My own experience working within the magic circle, the big four consultancies and many other law firms is that they have been incredibly colour blind, committed to equality and both positive and proactive in pushing gender equality within the workplace.
You may disagree. But that’s fine. It is the way things should be right?
Differences are to be celebrated after all – aren’t they?
Final thoughts
We gain by listening to the voices and opinions of non-whites in my age group who faced issues relating to class or background and equal opportunity but have a positive race story to tell.
I make no political points here, but I think we risk trivialising race, equality and gender issues by rushing to outdo each other in the way we demonstrate our credentials in these areas.
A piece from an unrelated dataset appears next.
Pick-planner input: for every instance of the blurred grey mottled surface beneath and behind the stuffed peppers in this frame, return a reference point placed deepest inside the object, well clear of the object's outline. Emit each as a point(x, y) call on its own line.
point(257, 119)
In the final analysis, a focus on equality in law firms must avoid groupthink, grandstanding and virtue signalling.
The racial battles that we fought in the 70s and 80s cannot be simplified into good and bad players and younger workers should be aware that we can be patronised by others who assume that because I’m a man of colour, I’ve had a hard time, or I need some sort of assistance or ‘leg up’.
I have not had a hard time and if I were to base my own views of equality in law firms within Britain and NZ / Australia purely through the portal of my own experiences, I would absolutely recommend our industry and workplace to anyone as a place where attitude and work ethic transcends so much else.
It has its issues of burnout and entrenched attitudes but, personally, racism? No. In fact I’ve experienced the reverse in terms of the way I’ve been treated, respected and looked after across my entire working life.
I thank Tim for allowing me to put some of these thoughts to his base and I hope it creates some debate and respectful commentary.
A big thanks to Paul for sharing his views on diversity and equality in law firms based on his experiences.